I’m fascinated by people who enjoy politics. The idea of politics as being something someone takes pleasure in is anathema to me. In my opinion, politics is a necessary evil imbued with an inherent sense of distrust and an awful color palette. And yet there are people out there who find politics interesting, who follow and root for specific politicians as though they were sports teams or bands. What went wrong in their childhoods, I wonder?
Of course, because these politics fans love a carefully-organized system based on formal presentation , nothing is more fun than pissing them off, and the best way to do that is to blow off politics altogether. When you refuse to play their game, their It’s The Only System We Got routine quickly morphs into a flustered bout of Well, Just You Watch. But whether we like it or not, politics is a major part of our civilized world, and so if you’re going to blow it off entirely, you need to do so with a reasoning other than, “They all lie and cheat.”
So here are five ways to blow of politics, in order to annoy the people who love it and to keep dinner parties from devolving into a bunch of hollow issue-mongering. Enjoy.
“What will any of this matters when the world ends?”
Ah, the Apocalypse, great societal equalizer.

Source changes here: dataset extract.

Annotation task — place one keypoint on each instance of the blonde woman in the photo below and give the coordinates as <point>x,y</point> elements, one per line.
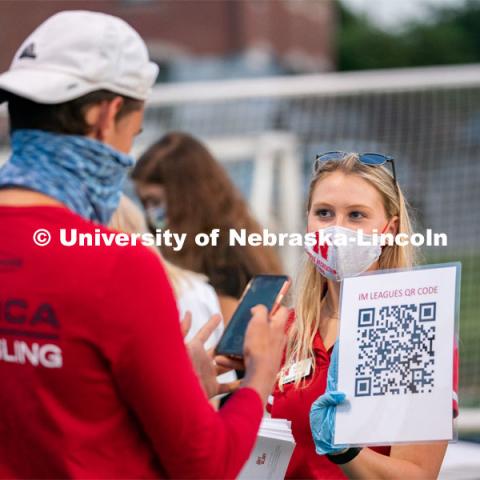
<point>348,192</point>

To be fair, by citing the end of all things, you’re joining a crew that also includes mentally ill homeless people and TV pastors. That said, the state of modern society and government does suggest that Total Death isn’t so far off, which even the most coifed political pundit can’t deny. A good follow-up is to ask whether or not your average senator can fix a tire of grow a vegetable.
“But what makes you any better than [THE POLITICAL FAN’S OPPONENT OR THEIR OPPONENT’S SUPPORTERS]?”
There’s nothing like righteous indignation to make a politics fan look like a dick. By asking someone to explain what makes his or her opinion so much better than theirs, you’re basically inviting them to lose their head and spout a bunch of judgmental bullshit. As they do this, you can officially designate politics a game of biases and opinions that offends your sensibilities, and move on to talking about Sylvester Stallone movies.
“Mine are the politics of the human heart.
When did we forget the people? When did politics become more about policy and paperwork than protecting families and promoting happiness? These are questions you can ask to make your teleprompter-memorizing friends look like a dick. While they’ve got a prepared statement about foreign policy and a vague opinion on Israel, you have empathy for the everyday struggle of your fellow man. Suck it, robot.
“How am I supposed to take politics seriously after _____ was nominated?”
Even the stuffiest shirt can’t deny that politics, especially American politics, are in a laughable place right now. With wrestlers, game show hosts, and semi-literate idiots being considered for seats of tremendous power, you’ve got to wonder how the Hell we got to this point. If you want to move the conversation away from boring argument and back towards the human condition, bring up the gross-out comedy of what we’ve become.
“The only leader I need is Jesus Chris.“
Fuck it, go for broke. Throw tact to the breeze, too, and straight-up rant about fasting in the desert, the Book of Revelation, all the good stuff. If they blow you off, it’s on them for persecuting your religious beliefs. Don’t really have religious beliefs? Screw it, pretend you do. If someone is going to take a good night at the bar and ruin in by ranting about foreign policy, you can make pickles on their parade by going on an extensive tirade about the footprints in the sand. After all, there’s only one thing worse than politics, and crazy beats tough every time.